The deal also targets one of our country’s most important bedrock conservation laws: the National Environmental Policy Act (NEPA). For over 40 years, NEPA has required federal agencies to closely analyze a range of environmental and socio-economic impacts before approving projects like power plants, roads and bridges. Crucially, it grants citizens their most meaningful opportunity to provide input about the impacts a new project might have on their community. Manchin’s plan could eviscerate these crucial mandates.

Apparently, Manchin wants you to think that NEPA is the culprit for delayed infrastructure. In reality, NEPA improves our government by ensuring that public officials look before they leap. Reserving adequate time and a formal process to fully consider all impacts of a proposed project and gather stakeholder input is essential to streamlining new infrastructure. In fact, recent peer-reviewed studies have confirmed that project delays are typically caused by alack of opportunities for stakeholder consultation. Manchin claims he wants to expedite infrastructure buildout, but it’s obvious that his plan would make it easier to build fossil fuel projects and take us in the wrong direction.

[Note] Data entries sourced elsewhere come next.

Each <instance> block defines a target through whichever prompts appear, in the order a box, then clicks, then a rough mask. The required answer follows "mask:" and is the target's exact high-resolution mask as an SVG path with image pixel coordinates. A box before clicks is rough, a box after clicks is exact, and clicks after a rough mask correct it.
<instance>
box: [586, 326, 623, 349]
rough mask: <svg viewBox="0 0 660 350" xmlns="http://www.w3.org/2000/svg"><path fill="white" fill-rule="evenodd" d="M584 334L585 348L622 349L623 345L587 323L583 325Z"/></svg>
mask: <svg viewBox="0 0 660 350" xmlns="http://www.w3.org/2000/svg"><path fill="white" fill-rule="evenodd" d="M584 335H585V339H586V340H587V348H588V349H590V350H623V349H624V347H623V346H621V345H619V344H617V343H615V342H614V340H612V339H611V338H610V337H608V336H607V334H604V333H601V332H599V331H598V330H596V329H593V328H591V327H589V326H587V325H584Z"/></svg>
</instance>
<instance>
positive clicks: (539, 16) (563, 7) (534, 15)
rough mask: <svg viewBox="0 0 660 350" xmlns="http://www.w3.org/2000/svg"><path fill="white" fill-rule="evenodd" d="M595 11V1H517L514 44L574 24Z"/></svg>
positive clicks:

Let’s be clear: No permitting reform that sacrifices these safeguards can be considered equitable for communities or beneficial for the climate. Manchin, the darling of Big Coal, Oil, & Gas, is not interested in speeding up justly sourced renewable energy projects or moving us toward a healthier future. It’s both disingenuous and ridiculous for any Democrats or proponents of environmental justice to pretend otherwise. Although work to reform clean energy transmission may be needed, it should not and will not be led by Manchin, and it cannot come through a rushed process that throws low-income and communities of color under the bus.

Any elected official who greenlights this brazen fossil fuel wish list while paying lip service to environmental justice cannot call themselves a “climate champion.” True environmental stewards don’t seek to eliminate the public’s main access point in the federal permitting process. Public participation is foundational to our democracy and communities should have a say over the dirty energy projects they could be forced to live with. The only ones who benefit from this side deal are the polluters who profit off the worsening climate emergency and their enablers in Congress who can rake in more fossil fuel campaign donations.

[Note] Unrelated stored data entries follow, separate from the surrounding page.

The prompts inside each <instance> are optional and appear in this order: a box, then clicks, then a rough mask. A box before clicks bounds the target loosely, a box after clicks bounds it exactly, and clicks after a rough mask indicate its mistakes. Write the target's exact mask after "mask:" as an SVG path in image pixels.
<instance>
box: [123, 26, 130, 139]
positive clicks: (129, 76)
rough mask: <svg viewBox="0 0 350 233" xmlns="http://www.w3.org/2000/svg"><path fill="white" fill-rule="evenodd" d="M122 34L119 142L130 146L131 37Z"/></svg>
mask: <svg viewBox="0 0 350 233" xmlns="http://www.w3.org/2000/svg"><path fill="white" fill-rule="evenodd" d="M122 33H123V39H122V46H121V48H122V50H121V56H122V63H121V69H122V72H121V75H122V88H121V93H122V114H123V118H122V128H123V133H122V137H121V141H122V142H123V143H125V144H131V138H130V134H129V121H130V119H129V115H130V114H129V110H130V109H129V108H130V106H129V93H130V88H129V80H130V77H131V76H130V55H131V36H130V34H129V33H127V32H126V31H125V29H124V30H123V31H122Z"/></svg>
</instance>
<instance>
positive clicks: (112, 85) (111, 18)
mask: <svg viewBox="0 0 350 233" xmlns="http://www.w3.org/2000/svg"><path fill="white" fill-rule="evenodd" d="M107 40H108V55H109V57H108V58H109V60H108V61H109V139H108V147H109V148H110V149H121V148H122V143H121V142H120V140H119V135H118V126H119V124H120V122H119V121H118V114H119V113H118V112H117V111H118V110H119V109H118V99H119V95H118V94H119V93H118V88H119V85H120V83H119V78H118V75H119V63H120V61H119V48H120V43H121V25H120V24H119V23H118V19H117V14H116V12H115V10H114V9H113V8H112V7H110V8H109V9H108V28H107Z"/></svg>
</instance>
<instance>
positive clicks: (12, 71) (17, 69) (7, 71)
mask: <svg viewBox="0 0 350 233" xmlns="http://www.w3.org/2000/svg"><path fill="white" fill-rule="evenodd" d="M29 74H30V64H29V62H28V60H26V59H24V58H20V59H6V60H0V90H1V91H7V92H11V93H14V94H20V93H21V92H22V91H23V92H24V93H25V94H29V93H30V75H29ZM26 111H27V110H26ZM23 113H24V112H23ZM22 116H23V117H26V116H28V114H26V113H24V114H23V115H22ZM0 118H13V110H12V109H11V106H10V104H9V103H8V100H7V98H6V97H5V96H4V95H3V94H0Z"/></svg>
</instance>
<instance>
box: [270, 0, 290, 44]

Elected officials must act right now to kill this dirty deal for good. Further silencing the voices most impacted by the climate crisis would erase the Biden administration’s positive steps forward on environmental justice, such as the EPA’s new environmental justice office and the Justice40 Initiative. Lawmakers should instead follow the lead of environmental, climate and frontline leaders and support legislation like the Environmental Justice for All Act, which would address the disproportionate health and environmental harms that federal actions have on those most vulnerable to climate catastrophe.

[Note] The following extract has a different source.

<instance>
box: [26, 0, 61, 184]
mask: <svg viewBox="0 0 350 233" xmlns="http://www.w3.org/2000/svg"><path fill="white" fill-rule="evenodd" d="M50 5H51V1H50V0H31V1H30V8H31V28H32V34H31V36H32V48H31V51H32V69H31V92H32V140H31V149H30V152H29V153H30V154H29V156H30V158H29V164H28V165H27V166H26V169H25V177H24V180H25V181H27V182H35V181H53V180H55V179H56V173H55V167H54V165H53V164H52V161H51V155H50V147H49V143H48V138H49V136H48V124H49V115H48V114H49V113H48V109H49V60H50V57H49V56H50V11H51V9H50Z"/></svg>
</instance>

Every person has the right to breathe clean air, drink clean water and live on uncontaminated land. Our lawmakers must do what is morally right for people and the planet and reject Manchin’s ill-fated ploy.

>>> Donna Chavis currently serves as Climate & Energy Justice Program manager with Friends of the Earth U.S. and a recognized leader in social and environmental justice change and practice. She was a member of the Planning Committee of the First National People of Color Leadership Summit in 1991, which developed the Principles of Environmental Justice. She is also a member of the Lumbee tribe of North Carolina.